Oil prices held near a five-month high, as rising geopolitical risks in the Middle East and tight supplies from Mexico helped support prices.
Brent crude futures rose to around $88 a barrel after rising 0.5% on Monday, while West Texas Intermediate crude was around $84. An Israeli airstrike on the Iranian embassy in Syria killed a top military commander and others, and Tehran said it would respond decisively. Mexico’s state-run oil company, Pemex, said it plans to essentially halt exports of Maya crude in the next few months.
Hedge funds are increasingly bullish on crude oil, with money managers’ net long positions in the global benchmark Brent hitting a 13-month high, according to data from ICE Futures Europe. The number of outstanding oil contracts has also recovered to near their highest levels since late 2021.

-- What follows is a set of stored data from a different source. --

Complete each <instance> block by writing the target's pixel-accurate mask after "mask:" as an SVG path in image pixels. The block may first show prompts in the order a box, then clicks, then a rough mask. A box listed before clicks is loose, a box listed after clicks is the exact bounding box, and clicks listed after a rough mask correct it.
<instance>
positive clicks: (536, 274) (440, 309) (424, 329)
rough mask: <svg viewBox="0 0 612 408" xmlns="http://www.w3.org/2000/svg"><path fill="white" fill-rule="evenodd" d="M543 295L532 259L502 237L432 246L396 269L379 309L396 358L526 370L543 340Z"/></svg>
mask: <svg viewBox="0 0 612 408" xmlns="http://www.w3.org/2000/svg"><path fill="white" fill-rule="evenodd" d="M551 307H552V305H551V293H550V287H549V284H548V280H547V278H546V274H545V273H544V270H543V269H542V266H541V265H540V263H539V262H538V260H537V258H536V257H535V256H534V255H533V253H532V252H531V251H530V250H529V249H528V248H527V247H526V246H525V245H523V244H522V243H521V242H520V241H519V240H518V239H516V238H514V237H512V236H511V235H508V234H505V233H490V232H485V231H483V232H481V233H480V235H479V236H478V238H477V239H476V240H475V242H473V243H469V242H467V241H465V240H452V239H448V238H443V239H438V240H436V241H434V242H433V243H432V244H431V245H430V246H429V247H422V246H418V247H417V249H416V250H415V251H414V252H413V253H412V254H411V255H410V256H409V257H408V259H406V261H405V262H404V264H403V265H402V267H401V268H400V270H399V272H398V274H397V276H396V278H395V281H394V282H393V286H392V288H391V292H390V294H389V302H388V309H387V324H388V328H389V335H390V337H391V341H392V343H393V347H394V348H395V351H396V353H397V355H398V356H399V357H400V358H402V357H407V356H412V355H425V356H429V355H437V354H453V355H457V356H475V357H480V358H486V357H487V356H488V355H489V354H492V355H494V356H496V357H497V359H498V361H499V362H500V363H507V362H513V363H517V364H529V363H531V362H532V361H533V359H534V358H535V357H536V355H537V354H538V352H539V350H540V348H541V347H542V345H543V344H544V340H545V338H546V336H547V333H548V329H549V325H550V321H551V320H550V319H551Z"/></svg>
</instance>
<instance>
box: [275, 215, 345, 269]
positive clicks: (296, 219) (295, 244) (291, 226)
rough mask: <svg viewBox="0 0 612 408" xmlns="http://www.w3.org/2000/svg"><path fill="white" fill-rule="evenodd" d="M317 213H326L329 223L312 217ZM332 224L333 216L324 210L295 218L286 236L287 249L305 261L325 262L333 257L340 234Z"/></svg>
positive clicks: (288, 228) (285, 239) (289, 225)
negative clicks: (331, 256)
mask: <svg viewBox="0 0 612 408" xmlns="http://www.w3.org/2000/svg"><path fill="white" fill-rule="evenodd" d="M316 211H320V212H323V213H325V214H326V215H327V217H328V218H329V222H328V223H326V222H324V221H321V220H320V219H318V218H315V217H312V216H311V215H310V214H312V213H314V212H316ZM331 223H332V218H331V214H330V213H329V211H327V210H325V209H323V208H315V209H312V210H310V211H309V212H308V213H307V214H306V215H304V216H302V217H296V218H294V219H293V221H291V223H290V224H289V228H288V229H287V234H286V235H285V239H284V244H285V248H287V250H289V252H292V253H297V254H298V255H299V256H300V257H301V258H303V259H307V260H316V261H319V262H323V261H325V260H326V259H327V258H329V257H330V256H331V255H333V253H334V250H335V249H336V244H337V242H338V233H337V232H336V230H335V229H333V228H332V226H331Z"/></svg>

Crude has gained 14% this year as output cuts by the Organization of the Petroleum Exporting Countries and its allies offset rising supply from outside the group. The OPEC+ alliance is expected to confirm its current output policy at a meeting on Wednesday, leaving it in deficit through the end of the year, according to BloombergNEF.
The focus on supplies on Monday helped oil prices shake off data showing strong U.S. manufacturing activity, which helped bond traders price in fewer interest rate cuts from the Federal Reserve this year, and the dollar index rose to a two-month high. Higher interest rates and a stronger dollar are typically bearish for commodities.